Au nom de la commission XII (Thermalisme et Eaux minérales).

Sur la demande d’avis relatifs à l’autorisation pour la communauté urbaine du Grand Nancy d’exploiter une eau minérale naturelle pour l’alimentation en eaux d’un centre thermal au titre de l’article L 1322-1du code de la santé publique.

MOTS-CLÉS : THERMALISME. EAUX MINÉRALES NATURELLES. NANCY. RHUMATOLOGIE

Jean-Louis Montastruc* et Patrice Queneau*

*Membre de l’Académie Nationale de Médecine

**Service de Pharmacologie Médicale et Clinique et Service d’Hydrologie et Climatologie Médicales, Laboratoire de Médecine Thermale, Faculté de Médecine, 37 allées Jules-Guesde, 31000-Toulouse, France

 

Conflits d’intérêt : Les auteurs n’ont aucun conflit d’intérêt avec l’objet de ce rapport.

 

       I.            CONTEXTE GENERAL DE LA DEMANDE

Le Grand Nancy sollicite l’avis de l’Académie Nationale de  Médecine sur la demande d’exploiter en tant qu’Eau minérale naturelle l’eau du forage F4 Eaux Grès du Trias inférieur telle qu’elle se présente sur le site historique de Nancy Thermal.

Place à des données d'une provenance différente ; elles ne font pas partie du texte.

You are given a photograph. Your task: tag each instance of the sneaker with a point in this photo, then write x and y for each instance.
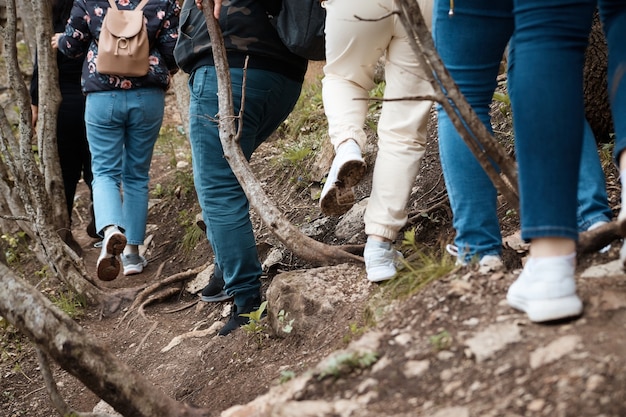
(108, 266)
(133, 263)
(486, 264)
(546, 290)
(381, 264)
(214, 290)
(346, 171)
(236, 320)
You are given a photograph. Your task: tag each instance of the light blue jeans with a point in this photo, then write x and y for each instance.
(122, 128)
(471, 44)
(269, 98)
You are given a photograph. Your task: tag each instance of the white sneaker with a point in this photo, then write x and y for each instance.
(486, 264)
(346, 171)
(381, 264)
(546, 290)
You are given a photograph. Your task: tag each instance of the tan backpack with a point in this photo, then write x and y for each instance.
(123, 47)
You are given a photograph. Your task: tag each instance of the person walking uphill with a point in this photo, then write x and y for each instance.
(72, 145)
(123, 116)
(273, 81)
(353, 48)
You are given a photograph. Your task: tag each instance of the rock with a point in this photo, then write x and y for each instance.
(312, 298)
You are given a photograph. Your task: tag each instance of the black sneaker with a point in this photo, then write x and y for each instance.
(214, 290)
(236, 320)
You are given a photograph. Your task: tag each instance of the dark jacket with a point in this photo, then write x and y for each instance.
(247, 31)
(83, 30)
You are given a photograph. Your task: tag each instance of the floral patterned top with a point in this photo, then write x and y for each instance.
(83, 29)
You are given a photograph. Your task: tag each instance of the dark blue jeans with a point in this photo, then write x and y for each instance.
(471, 44)
(269, 98)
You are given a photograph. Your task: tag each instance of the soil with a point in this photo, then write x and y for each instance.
(453, 348)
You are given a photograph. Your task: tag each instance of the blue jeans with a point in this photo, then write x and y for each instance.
(471, 44)
(122, 128)
(269, 98)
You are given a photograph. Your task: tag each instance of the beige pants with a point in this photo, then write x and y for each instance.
(353, 48)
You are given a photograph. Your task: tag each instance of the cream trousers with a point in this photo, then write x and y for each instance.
(353, 49)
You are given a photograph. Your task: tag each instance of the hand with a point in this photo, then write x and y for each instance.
(217, 6)
(55, 40)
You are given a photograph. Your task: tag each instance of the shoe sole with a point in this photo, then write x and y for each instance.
(378, 276)
(135, 269)
(222, 296)
(340, 197)
(109, 267)
(540, 311)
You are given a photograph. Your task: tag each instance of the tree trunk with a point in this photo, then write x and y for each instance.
(25, 177)
(83, 356)
(597, 106)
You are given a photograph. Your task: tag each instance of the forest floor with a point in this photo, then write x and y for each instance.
(452, 348)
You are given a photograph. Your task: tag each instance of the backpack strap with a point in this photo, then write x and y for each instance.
(139, 6)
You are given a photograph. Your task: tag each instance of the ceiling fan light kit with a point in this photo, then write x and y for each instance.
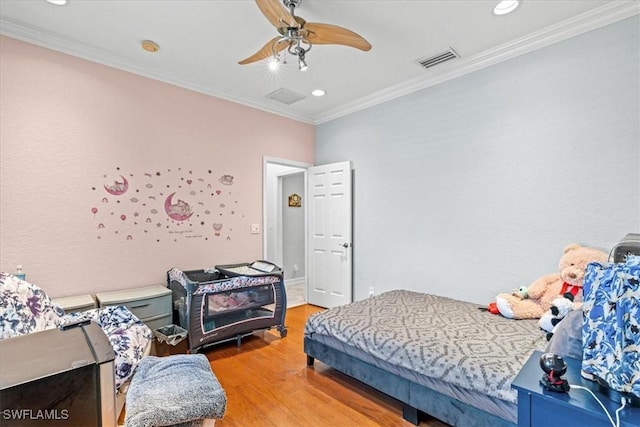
(297, 36)
(505, 6)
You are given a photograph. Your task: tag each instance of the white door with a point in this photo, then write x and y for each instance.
(329, 235)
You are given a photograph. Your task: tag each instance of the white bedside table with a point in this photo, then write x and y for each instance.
(151, 304)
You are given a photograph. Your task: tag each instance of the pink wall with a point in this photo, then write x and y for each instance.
(69, 127)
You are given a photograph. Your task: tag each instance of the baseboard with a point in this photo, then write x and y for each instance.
(295, 282)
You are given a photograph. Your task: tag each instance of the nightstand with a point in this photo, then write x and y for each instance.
(538, 407)
(76, 303)
(151, 304)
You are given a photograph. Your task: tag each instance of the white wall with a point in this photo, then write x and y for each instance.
(474, 186)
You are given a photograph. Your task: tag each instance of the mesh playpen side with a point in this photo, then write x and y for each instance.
(214, 308)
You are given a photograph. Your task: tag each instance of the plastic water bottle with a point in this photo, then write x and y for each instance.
(20, 274)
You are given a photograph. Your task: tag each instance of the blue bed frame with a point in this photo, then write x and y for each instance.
(415, 397)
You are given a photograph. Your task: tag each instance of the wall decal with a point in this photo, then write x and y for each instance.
(165, 205)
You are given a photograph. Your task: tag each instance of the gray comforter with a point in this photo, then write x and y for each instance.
(438, 337)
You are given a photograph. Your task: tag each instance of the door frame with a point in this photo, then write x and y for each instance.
(301, 167)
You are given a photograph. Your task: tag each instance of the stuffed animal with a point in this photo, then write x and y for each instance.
(560, 307)
(541, 292)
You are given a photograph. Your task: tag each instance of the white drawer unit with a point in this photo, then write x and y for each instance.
(76, 303)
(151, 304)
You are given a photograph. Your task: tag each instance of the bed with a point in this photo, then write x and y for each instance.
(437, 355)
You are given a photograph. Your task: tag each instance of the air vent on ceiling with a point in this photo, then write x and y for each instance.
(438, 59)
(285, 96)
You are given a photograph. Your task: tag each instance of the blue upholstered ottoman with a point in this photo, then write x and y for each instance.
(178, 390)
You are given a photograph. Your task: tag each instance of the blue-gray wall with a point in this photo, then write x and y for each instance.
(474, 186)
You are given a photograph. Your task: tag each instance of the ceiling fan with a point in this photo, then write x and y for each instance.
(297, 35)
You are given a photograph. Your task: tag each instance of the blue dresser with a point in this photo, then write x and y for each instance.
(538, 407)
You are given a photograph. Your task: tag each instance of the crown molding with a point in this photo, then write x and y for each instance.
(49, 40)
(591, 20)
(594, 19)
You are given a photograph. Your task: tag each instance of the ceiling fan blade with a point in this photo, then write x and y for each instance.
(266, 51)
(333, 34)
(277, 14)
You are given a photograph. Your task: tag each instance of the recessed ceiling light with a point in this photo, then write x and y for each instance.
(505, 6)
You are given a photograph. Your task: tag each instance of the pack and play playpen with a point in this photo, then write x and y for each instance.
(228, 301)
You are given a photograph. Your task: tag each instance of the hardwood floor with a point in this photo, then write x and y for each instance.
(268, 383)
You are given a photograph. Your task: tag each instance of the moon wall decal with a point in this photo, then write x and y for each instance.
(180, 211)
(118, 188)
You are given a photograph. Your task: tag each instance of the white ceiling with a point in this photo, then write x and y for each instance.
(201, 42)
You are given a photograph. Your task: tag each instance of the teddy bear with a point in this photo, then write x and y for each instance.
(559, 308)
(568, 278)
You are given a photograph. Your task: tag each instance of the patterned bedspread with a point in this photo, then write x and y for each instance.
(438, 337)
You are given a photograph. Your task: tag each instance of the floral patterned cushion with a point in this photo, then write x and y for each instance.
(127, 334)
(25, 308)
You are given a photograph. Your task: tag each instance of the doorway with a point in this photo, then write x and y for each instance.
(284, 225)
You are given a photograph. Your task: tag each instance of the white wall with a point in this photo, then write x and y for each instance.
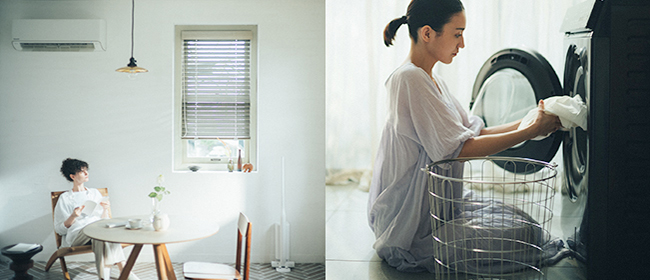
(58, 105)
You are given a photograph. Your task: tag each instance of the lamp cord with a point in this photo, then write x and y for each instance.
(132, 23)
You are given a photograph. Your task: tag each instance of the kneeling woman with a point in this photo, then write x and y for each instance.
(69, 222)
(426, 123)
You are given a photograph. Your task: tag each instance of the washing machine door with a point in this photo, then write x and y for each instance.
(511, 83)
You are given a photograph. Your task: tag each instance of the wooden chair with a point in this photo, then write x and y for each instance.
(215, 271)
(61, 252)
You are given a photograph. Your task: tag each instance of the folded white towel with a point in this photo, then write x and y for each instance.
(572, 112)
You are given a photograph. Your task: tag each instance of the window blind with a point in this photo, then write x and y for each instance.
(216, 77)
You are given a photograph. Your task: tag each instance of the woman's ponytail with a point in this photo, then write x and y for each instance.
(391, 29)
(434, 13)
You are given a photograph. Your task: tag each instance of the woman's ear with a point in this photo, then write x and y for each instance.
(426, 33)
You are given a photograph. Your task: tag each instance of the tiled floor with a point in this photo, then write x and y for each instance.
(350, 255)
(147, 271)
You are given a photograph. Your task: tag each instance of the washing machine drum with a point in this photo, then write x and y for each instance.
(511, 83)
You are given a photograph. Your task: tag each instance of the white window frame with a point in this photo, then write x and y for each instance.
(180, 145)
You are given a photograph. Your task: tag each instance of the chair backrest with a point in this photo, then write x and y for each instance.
(55, 198)
(243, 236)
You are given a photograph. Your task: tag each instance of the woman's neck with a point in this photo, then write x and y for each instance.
(420, 58)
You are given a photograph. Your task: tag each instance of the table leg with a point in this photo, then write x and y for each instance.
(130, 262)
(163, 263)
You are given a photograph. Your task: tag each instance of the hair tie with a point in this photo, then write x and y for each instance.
(404, 19)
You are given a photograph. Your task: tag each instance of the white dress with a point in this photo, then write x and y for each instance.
(425, 124)
(106, 253)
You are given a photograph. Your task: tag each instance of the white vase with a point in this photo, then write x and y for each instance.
(161, 222)
(155, 209)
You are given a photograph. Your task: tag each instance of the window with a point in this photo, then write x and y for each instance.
(215, 94)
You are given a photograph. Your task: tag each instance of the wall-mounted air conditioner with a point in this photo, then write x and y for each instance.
(59, 35)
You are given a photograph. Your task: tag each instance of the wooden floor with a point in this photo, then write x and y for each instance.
(147, 271)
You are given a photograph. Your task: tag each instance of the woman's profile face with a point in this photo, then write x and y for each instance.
(447, 44)
(81, 176)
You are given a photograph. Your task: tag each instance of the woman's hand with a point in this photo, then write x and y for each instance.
(544, 123)
(106, 205)
(73, 216)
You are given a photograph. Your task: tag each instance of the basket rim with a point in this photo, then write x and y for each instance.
(551, 166)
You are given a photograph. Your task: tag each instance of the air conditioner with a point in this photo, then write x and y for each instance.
(59, 35)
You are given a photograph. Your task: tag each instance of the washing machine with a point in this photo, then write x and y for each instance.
(605, 186)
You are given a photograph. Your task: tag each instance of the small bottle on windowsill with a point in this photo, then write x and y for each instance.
(239, 161)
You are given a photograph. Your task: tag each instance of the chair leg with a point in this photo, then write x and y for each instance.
(64, 268)
(50, 262)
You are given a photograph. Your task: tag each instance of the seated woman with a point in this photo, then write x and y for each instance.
(69, 221)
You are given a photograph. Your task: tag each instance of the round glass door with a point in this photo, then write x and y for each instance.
(506, 96)
(511, 83)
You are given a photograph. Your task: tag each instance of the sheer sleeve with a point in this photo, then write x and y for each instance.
(425, 115)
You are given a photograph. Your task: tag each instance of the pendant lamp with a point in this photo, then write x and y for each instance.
(132, 68)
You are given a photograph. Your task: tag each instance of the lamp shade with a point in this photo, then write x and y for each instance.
(132, 68)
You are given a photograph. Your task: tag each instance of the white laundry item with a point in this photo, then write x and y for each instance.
(572, 112)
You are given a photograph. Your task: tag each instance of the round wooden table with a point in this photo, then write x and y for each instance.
(181, 229)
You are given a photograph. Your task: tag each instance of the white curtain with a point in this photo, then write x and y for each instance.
(358, 63)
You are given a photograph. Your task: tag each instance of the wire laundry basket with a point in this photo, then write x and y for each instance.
(487, 222)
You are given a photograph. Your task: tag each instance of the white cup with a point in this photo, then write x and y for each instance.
(135, 223)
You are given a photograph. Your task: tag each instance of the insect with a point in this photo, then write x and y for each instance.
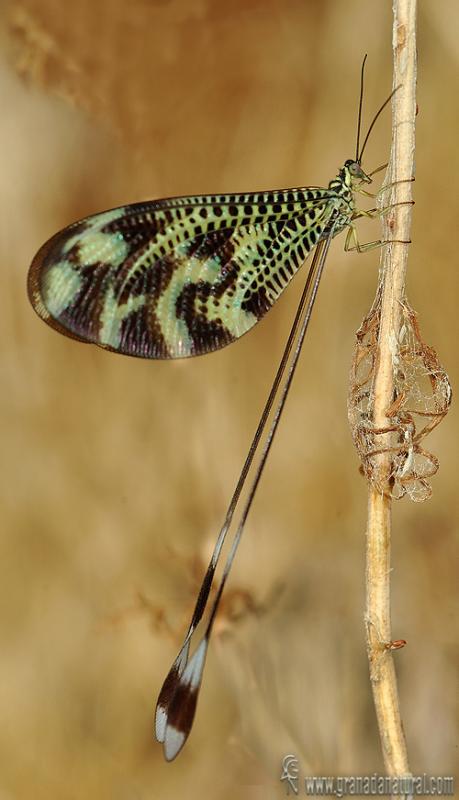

L’histoire Thermale de Nancy est très ancienne puisque l’Académie Nationale de Médecine avait déjà donné en 1911 un avis favorable pour l’eau Thermale. Il s’agissait à l’époque de la source Lanternier au cœur du parc Sainte-Marie au même emplacement que l’ensemble Nancy Thermal actuel. La nature de l’eau était proche de celles de Saint Honoré les Bains, Aix les Bains, Neris les Bains ou Aix la Chapelle. L’établissement Thermal inauguré en 1913 a fonctionné jusqu’à l’entre 2 guerres.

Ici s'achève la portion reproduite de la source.